本公开提供了一种对象数量确定方法、对象数量确定装置、计算机可读存储介质与电子设备,属于计算机视觉技术领域。该方法包括:对待处理图像中的对象进行识别,将识别到的所述对象的数量作为第一数值;比较所述第一数值和预设阈值;如果所述第一数值小于所述预设阈值,则将所述待处理图像中所述对象的数量确定为所述第一数值;如果所述第一数值大于所述预设阈值,则对所述待处理图像中的对象进行密度检测,得到关于所述对象的数量的第二数值,并将所述待处理图像中所述对象的数量确定为所述第二数值。本公开能够在对象分布密集的情况下,较为准确的确定对象数量,并具有较高的适用性。

Description

对象数量确定方法、装置、存储介质与电子设备
本申请要求于2019年8月20日提交的,申请号为201910769944.8,名称为“对象数量确定方法、装置、存储介质与电子设备”的中国专利申请的优先权,该中国专利申请的全部内容通过引用结合在本文中。
技术领域
本公开涉及计算机视觉技术领域,尤其涉及一种对象数量确定方法、对象数量确定装置、计算机可读存储介质与电子设备。
背景技术
在很多场合中,都需要统计某种对象的数量,例如统计景区的游客数量,统计停车场的车辆数量等。
传统的方法是在目标区域的出入口统计流入和流出的对象数量,例如景区出入口设置闸机或红外感测设备,停车场出入口设置道闸设备等,但是这种方法无法统计开放区域的对象数量,例如开放性景区的游客数量,街道的车辆数量等,并且只能统计目标区域内的对象总数,无法确定对象的分布情况。

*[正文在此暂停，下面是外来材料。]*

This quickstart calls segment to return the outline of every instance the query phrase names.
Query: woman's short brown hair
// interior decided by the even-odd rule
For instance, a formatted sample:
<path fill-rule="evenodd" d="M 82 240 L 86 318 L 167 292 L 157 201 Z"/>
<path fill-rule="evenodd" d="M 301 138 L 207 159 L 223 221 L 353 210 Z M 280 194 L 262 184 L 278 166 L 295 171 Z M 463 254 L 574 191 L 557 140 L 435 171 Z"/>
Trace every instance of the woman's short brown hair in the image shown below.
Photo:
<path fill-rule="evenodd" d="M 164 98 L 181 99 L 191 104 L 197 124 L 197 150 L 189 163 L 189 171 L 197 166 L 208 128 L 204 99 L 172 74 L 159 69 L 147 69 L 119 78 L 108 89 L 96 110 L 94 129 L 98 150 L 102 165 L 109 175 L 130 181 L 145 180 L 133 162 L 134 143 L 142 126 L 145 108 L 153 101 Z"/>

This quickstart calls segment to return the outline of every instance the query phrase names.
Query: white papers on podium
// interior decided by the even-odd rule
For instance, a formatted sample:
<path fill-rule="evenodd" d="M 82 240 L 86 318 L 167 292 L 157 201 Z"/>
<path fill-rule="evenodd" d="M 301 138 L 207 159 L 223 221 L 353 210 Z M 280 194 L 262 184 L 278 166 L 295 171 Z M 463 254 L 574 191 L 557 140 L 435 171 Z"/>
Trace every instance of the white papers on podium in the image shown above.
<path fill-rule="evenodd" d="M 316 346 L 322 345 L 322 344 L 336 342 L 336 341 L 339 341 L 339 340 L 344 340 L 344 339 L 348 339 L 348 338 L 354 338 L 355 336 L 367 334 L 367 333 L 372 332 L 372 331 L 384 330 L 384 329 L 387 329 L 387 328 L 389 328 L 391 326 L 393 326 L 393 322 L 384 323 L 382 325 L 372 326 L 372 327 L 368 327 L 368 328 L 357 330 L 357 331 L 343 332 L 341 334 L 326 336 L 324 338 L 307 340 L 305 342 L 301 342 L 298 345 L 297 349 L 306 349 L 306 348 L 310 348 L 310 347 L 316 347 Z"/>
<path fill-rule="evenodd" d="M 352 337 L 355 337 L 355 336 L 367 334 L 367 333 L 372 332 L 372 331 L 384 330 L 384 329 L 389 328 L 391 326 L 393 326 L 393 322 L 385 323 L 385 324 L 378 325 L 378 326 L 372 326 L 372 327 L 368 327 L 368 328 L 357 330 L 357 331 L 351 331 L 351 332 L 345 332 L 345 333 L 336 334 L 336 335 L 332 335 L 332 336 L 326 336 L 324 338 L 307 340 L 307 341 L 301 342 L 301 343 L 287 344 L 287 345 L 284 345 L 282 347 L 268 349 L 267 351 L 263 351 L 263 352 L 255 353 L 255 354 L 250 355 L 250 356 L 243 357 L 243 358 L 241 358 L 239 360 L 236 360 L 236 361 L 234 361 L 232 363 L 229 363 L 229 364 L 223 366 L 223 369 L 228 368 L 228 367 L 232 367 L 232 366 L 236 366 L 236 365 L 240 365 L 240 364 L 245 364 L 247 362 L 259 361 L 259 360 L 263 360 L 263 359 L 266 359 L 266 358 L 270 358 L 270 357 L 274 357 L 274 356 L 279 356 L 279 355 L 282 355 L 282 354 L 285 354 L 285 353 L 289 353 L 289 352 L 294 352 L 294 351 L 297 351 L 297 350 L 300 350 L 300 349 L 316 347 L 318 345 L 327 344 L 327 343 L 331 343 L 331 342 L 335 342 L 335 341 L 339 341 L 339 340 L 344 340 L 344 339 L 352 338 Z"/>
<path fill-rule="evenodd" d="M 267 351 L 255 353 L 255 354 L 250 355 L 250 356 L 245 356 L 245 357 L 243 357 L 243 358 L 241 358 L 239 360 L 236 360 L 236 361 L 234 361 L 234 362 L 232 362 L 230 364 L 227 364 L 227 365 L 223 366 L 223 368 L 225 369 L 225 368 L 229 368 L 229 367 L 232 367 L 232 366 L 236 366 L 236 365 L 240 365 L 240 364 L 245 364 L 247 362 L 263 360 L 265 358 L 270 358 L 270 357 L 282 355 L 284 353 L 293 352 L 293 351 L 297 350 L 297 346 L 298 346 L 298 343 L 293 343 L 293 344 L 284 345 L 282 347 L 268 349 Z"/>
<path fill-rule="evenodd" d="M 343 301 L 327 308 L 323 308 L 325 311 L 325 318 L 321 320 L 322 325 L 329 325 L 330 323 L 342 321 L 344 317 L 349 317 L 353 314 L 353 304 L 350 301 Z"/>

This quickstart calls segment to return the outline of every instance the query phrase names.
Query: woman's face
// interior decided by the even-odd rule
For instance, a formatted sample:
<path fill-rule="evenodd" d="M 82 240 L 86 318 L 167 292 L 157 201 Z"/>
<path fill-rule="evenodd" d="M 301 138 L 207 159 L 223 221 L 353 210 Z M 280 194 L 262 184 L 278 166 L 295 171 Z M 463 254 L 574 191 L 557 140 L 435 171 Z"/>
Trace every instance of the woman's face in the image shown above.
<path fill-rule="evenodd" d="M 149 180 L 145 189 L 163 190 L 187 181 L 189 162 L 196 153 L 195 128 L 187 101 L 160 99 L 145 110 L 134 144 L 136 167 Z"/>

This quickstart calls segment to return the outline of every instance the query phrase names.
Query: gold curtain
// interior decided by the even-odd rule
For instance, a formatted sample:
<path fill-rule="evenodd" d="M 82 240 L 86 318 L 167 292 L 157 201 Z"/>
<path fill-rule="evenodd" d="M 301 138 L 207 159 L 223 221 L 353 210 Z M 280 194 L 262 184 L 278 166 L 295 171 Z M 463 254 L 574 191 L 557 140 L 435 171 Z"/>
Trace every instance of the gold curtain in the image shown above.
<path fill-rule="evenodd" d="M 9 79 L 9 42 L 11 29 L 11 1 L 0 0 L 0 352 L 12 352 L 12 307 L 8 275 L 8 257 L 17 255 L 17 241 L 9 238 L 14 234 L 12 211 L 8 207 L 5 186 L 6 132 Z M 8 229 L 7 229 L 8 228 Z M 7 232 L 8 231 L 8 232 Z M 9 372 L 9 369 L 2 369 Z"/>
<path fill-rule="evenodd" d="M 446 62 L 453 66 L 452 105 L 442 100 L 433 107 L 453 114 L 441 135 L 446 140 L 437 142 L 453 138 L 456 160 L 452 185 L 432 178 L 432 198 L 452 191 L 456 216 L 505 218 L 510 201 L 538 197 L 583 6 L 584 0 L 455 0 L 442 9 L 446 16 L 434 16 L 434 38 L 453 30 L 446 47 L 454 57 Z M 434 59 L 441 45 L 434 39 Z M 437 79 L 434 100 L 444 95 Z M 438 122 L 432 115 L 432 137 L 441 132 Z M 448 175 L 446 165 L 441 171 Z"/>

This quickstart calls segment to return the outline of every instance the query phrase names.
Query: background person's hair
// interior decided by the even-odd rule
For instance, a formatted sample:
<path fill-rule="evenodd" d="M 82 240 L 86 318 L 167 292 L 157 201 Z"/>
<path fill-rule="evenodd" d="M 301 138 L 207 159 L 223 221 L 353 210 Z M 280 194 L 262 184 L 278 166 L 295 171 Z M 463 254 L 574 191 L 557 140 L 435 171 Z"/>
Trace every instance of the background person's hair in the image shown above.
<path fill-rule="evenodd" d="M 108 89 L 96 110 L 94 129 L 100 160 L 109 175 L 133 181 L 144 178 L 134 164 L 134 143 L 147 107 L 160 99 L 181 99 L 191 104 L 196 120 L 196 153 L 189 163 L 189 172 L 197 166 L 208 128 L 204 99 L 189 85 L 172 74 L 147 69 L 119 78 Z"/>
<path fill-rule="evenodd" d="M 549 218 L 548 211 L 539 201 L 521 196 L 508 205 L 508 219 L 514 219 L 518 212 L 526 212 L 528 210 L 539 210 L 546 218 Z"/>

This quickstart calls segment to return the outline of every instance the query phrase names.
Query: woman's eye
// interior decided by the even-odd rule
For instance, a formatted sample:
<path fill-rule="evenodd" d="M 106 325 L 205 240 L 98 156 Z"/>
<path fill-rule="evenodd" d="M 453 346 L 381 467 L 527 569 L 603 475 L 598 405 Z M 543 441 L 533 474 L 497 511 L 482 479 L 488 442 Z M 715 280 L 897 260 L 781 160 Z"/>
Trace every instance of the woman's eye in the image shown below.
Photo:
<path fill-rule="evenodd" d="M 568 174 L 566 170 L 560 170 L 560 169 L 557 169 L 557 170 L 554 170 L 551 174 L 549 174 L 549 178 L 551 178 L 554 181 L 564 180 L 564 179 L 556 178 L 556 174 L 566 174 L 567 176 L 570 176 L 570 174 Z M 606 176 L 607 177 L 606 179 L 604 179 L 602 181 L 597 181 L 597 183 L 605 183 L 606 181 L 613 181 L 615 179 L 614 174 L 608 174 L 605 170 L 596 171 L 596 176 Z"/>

随着深度学习与计算机视觉的发展,现有技术中出现了基于监控图像确定对象数量的方法,以统计景区的游客数量为例,在景区的不同位置设置监控摄像头,实时拍摄景区图像,从图像中识别游客,从而统计出游客数量。相比于上述传统方法,现有技术有了明显改进,其能够应用于开放区域,且能够统计区域内的对象分布情况;然而也存在一定的问题,在对象密度较大,特别是存在遮挡的情况下,例如节假日人流高峰期的景区、上下班车流高峰期的街道路段等,现有技术的准确度较低,其所确定的对象数量与实际数量差别较大,通常低于实际数量,从而限制了其应用。
需要说明的是,在上述背景技术部分公开的信息仅用于加强对本公开的背景的理解,因此可以包括不构成对本领域普通技术人员已知的现有技术的信息。
发明内容
本公开提供了一种对象数量确定方法、对象数量确定装置、计算机可读存储介质与电子设备,进而至少在一定程度上改善现有技术在对象密度较大时,确定对象数量的准确度较低的问题。
本公开的其他特性和优点将通过下面的详细描述变得显然,或部分地通过本公开的实践而习得。
根据本公开的第一方面,提供一种对象数量确定方法,包括:对待处理图像中的 对象进行识别,将识别到的所述对象的数量作为第一数值;比较所述第一数值和预设阈值;如果所述第一数值小于所述预设阈值,则将所述待处理图像中所述对象的数量确定为所述第一数值;如果所述第一数值大于所述预设阈值,则对所述待处理图像中的对象进行密度检测,得到关于所述对象数量的第二数值,并将所述待处理图像中所述对象的数量确定为所述第二数值。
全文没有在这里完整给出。